その結果、システインを添加しない対照例８～１１では手延べ製法での製麺自体が困難であり作業性の評点は１.０となった。また食感は評価できなかった。なお小麦粉を６０質量部使用した対照例１２では、作業性は極めて悪いものの辛うじて製麺することが出来た。これに対し、システインを添加した実施例１８～２３ではいずれも手延べ製法での製麺が可能であった。また特に混合物（Ａ）１００質量部に対し小麦粉を３０質量部以上添加した実施例２０～２３では製麺用粉体組成物に代えて小麦粉を使用した標準的な手延べ干しめんに近い作業性、食感を得ることができた。 [Test Example 4 Examination of the content of resistant starch in low-sugar hand-rolled dried noodles]
Low-sugar hand-rolled dried noodles were produced according to Production Example 2, except that each component of the powder composition for noodle making was mixed (parts by mass) shown in Table 7, evaluated according to Evaluation Examples 1 and 2, and the results are shown. 7. The amount of vital gluten added was adjusted so that the gluten content in the wheat flour was 13% by mass and the gluten content in the vital gluten was 70% by mass, so that the gluten content in the powdery raw material for low-sugar noodles was almost constant.

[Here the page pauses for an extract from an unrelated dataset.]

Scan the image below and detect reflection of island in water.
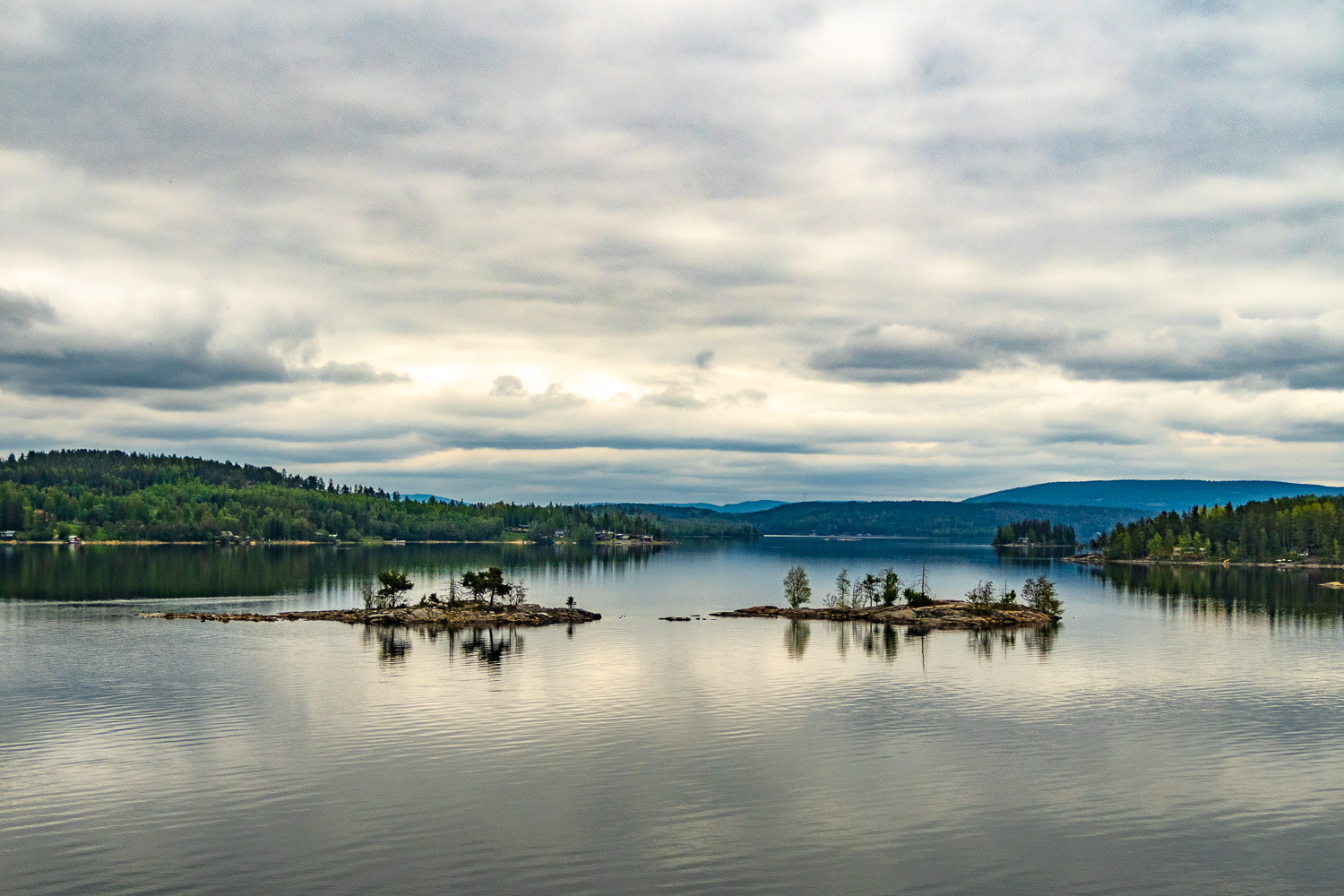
[1088,563,1344,624]
[784,619,1061,662]
[365,626,527,672]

As a result, in Control Examples 8 to 11, in which cysteine was not added, it was difficult to make the noodles by the hand-rolling method, and the workability score was 1.0. Moreover, texture could not be evaluated. In Control Example 12, in which 60 parts by mass of wheat flour was used, although the workability was extremely poor, noodles could be produced with difficulty. On the other hand, in Examples 18 to 23 in which cysteine was added, it was possible to make noodles by the hand-rolling method. In particular, in Examples 20 to 23 in which 30 parts by mass or more of wheat flour was added to 100 parts by mass of the mixture (A), the workability was similar to that of standard hand-rolled dried noodles using wheat flour instead of the powder composition for noodle making. , I was able to get the texture.

Claims (8)

A powder composition for noodle making containing a mixture (A) comprising a resistant starch, vital gluten and wheat flour and a component (B) which is a sulfur-containing reducing agent,
The content of wheat flour is 20 to 60% by mass with respect to the total amount of the mixture (A) ,
The content of the resistant starch is 26.7 to 59.4% by mass with respect to the total amount of the mixture (A),
The content of vital gluten is 13.3 to 20.6% by mass with respect to the total amount of the mixture (A),
The content of component (B) is 0.00005 to 0.6 parts by mass with respect to 100 parts by mass of mixture (A),
the sulfur-containing reducing agent is cysteine,
The amount of vital gluten added is adjusted so that the total protein content of the mixture (A) is 10 to 30% by mass ,
Said composition, except when said composition comprises an indigestible dextrin. 2. The powder composition for noodle production according to claim 1, containing 0.0001 to 0.4 parts by mass of component (B) per 100 parts by mass of mixture (A). 3. The powder composition for noodle production according to claim 1, wherein the content of the resistant starch is 30 to 59.4% by mass relative to the total amount of the mixture (A). The powder composition for noodle making according to any one of claims 1 to 3, wherein the content of wheat flour is 20 to 50% by mass with respect to the total amount of the mixture (A). The content of wheat flour is 20-30% by mass relative to the total amount of the mixture (A), and the content of the resistant starch is 51.3-59.4% by mass relative to the total amount of the mixture (A). The powder composition for noodle production according to any one of claims 1 to 4, wherein the content of vital gluten is 18.7 to 20.6% by mass with respect to the total amount of the mixture (A). thing. The powder composition for making noodles according to any one of claims 1 to 5, wherein the resistant starch is resistant wheat starch. A noodle-making method, comprising making noodles using the powder composition for noodle-making according to any one of claims 1 to 6 as a powder material for noodle-making. The powder composition for making noodles according to any one of claims 1 to 7, wherein the noodles are hand-stretched dried noodles.